Double Precision: 64-bit floats, not required for a device to support OpenCL as it is an optional feature.

Hardware only needs to handle the scalar datatypes for these formats. ComputeMux Compiler will handle vector datatypes in the way most applicable to the hardware.

Tip

32-bit single-precision floating point is mandatory across all OpenCL profiles unless of device type CL_DEVICE_TYPE_CUSTOM. Custom OpenCL devices are not conformant, as they do not fully support OpenCL C. Integer-only hardware may either report as a customer device or use a software floating-point library in ComputeMux Compiler.

Note

oneAPI Construction Kit tests all three of these IEEE-754 floating-point precisions for OpenCL. As cl_khr_fp16 is an OpenCL extension, the OpenCL Conformance Test Suite doesn’t provide any conformance testing, instead the oneAPI Construction Kit contains its own comprehensive unit testing for the extension.

Operations

link

OpenCL compliance defines precision for the add (+), subtract (-), multiply (*), and division (/) operations on floating-point types. A software implementation of these is not a feature of the Abacus library, but a ComputeMux Compiler target may still implement these in software if hardware is not precise enough. Division is the most likely candidate for this as it has stricter precision required for conformance compared to the other operations.

Conversions

link

Abacus provides a software implementation of all the conversions operations defined in OpenCL, including those taking floating-point types as an input/output. If hardware doesn’t provide native support for conversions then the ComputeMux Compiler implementation may use the Abacus software conversions instead.

Optimization Options

link

Developers can pass options to the kernel code compiler when writing high performance programs to enable floating-point optimizations. In OpenCL, the Optimization Options relating to floating-point behaviour are:

-cl-mad-enable: Allow a * b + c to be replaced by a mad instruction. The mad instruction may compute a * b + c with reduced accuracy in the embedded profile.
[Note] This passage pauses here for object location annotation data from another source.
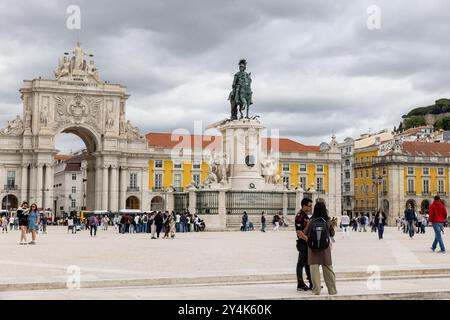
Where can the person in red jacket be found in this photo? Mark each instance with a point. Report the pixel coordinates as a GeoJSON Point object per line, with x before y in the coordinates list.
{"type": "Point", "coordinates": [438, 215]}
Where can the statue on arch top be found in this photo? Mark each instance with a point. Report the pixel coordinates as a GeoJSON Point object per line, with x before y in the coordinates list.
{"type": "Point", "coordinates": [241, 94]}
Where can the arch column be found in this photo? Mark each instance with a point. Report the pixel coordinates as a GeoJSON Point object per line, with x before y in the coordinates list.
{"type": "Point", "coordinates": [98, 187]}
{"type": "Point", "coordinates": [48, 187]}
{"type": "Point", "coordinates": [39, 184]}
{"type": "Point", "coordinates": [123, 187]}
{"type": "Point", "coordinates": [24, 183]}
{"type": "Point", "coordinates": [114, 190]}
{"type": "Point", "coordinates": [105, 187]}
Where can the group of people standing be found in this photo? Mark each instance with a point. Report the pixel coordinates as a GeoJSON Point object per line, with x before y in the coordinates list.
{"type": "Point", "coordinates": [437, 217]}
{"type": "Point", "coordinates": [314, 230]}
{"type": "Point", "coordinates": [28, 219]}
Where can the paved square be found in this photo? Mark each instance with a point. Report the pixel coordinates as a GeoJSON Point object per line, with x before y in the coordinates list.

On some hardware the mad instruction may provide better performance than the expanded computation.
-cl-no-signed-zeros: Allow optimizations for floating-point arithmetic that ignore the signedness of zero. IEEE-754 arithmetic specifies the distinct behavior of +0.0 and -0.0 values, which then prohibits simplification of expressions such as x + 0.0 or 0.0 * x (even with -cl-finite-math-only). This option implies that the sign of a zero result isn’t significant.
-cl-unsafe-math-optimizations: Allow optimizations for floating-point arithmetic that (a) assume that arguments and results are valid, (b) may violate the IEEE-754 standard, (c) assume relaxed OpenCL numerical compliance requirements as defined in the unsafe math optimization section of the OpenCL C or OpenCL SPIR-V Environment specifications, and (d) may violate edge case behavior in the OpenCL C or OpenCL SPIR-V Environment specifications. This option includes the -cl-no-signed-zeros, -cl-mad-enable, and -cl-denorms-are-zero options.
-cl-finite-math-only: Allow optimizations for floating-point arithmetic that assume that arguments and results are not NaNs, +Inf, -Inf. This option may violate the OpenCL numerical compliance requirements for single precision and double precision floating-point, as well as edge case behavior.
-cl-fast-relaxed-math: Sets the optimization options -cl-finite-math-only and -cl-unsafe-math-optimizations. This option causes the preprocessor macro __FAST_RELAXED_MATH__ to be defined in the OpenCL program.

All these options are passed through the ComputeMux Compiler interface in the oneAPI Construction Kit for a ComputeMux target to optimize as appropriate. It is also possible for the oneAPI Construction Kit to provide new non-standard optimization options to the developer for enabling hardware specific optimizations.

Builtin Maths Functions

link

Compute languages often define builtin functions for use in kernel code, of particular relevance to floating-point is the domain of builtins relating to mathematical operations on scalar and vector types. These maths builtins have associated precision requirements which must be met for an implementation to be conformant, but this level of precision is not required for high performance code.

Faster, but less accurate maths builtins are also available to the user in in OpenCL for writing high performance code. oneAPI Construction Kit uses these to expose the true hardware capabilities without any overhead for extra precision. A developer can therefore choose the level of maths precision they need for their application, faster native precision or conformant high precision.

Tip

The OpenCL single precision math functions contain a set of functions prefixed with native_, of implementation-defined accuracy, which can be used by ComputeMux Compiler for exposing high-performance device instructions.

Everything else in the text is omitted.